Where as squid tentacles have to act fast to grab passing prey, the major muscles involved in flapping bird flight must generate great force while contracting repeatedly as birds take off and remain aloft. Yet, according to Bret Tobalske and Andy Biewener, little is known about the mechanical properties of the second largest flight muscle in birds, the supracoracoideus muscle (p. 170), which was thought to be responsible for flipping the wing upwards at the beginning of an upstroke (supination) during flight. Measuring muscle activity, and bone and muscle strain, in freely flying pigeons, Tobalske and Biewener confirmed that the muscle does indeed flip the wing at the beginning of the upstroke. Also the muscle's elastic tendon stores up to 60% of the muscle's work,presumably releasing the energy later to reduce the metabolic cost of flight. However, two of the team's predictions were not born out; strain in the supracoracoideus muscle was much greater and the power generated by the muscle was less than the team had predicted. Tobalske and Biewener say `it is sobering that our predictions of function from anatomy were only partially correct,' but van Leeuwen describes the team's findings in freely flying birds as `quite an experimental achievement'.
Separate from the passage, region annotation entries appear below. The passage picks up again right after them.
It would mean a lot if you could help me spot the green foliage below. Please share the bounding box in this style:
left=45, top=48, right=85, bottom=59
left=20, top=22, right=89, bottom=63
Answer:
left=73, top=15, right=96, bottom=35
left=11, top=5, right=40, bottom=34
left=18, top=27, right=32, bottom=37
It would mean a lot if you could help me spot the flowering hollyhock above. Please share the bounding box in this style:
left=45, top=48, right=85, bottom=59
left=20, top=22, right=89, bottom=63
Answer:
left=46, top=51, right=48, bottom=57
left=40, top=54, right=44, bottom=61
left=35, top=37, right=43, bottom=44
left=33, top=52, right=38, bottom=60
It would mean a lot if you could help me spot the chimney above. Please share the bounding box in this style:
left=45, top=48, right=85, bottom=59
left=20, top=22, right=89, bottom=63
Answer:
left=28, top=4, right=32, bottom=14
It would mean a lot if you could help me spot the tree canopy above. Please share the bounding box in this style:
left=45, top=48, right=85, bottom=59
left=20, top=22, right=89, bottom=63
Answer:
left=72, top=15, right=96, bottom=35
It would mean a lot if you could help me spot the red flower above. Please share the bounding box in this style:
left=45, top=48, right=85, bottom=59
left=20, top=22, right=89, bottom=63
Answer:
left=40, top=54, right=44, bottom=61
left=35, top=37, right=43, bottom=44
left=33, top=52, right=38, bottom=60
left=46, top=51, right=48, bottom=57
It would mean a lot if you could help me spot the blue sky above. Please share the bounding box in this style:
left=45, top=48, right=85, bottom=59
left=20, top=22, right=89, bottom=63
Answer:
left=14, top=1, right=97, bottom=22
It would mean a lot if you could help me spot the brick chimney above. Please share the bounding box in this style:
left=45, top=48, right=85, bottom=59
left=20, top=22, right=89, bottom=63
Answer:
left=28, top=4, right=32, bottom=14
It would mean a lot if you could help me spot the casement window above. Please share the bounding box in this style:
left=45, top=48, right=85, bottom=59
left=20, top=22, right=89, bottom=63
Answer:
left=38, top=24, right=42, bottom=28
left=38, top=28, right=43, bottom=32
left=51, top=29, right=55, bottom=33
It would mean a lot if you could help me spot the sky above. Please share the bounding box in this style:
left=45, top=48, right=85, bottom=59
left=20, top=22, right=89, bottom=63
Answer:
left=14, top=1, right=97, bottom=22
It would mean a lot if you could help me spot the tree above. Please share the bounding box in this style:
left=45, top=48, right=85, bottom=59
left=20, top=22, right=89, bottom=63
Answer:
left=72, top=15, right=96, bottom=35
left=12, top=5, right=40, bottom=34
Concluding the discussion of muscle function in locomotion, Bertrand Tanner, Michael Regnier and Tom Daniel describe their theoretical work on a three dimensional molecular model of muscle. By modelling the kinetics and molecular structure of half a sarcomere, the team successfully predicts muscle function for Manduca sexta(p. 180). Knowing that the major flight muscle only operates at 40% maximal power and that extra power required for manoeuvres during flight was probably generated by`shifting activation phase [timing] to produce higher mechanical output', the team were also able to model how the timing of activation influences the energetics of contraction. Calculating ATP consumption as well as mechanical work done, power and efficiency, Daniel and colleagues found that the mechanical work generated and ATP consumption vary depending on the timing of myosin activation. Daniel says `to our knowledge, no prior study has shown that myosin cross-bridge ATPase rates vary with phase of activation'.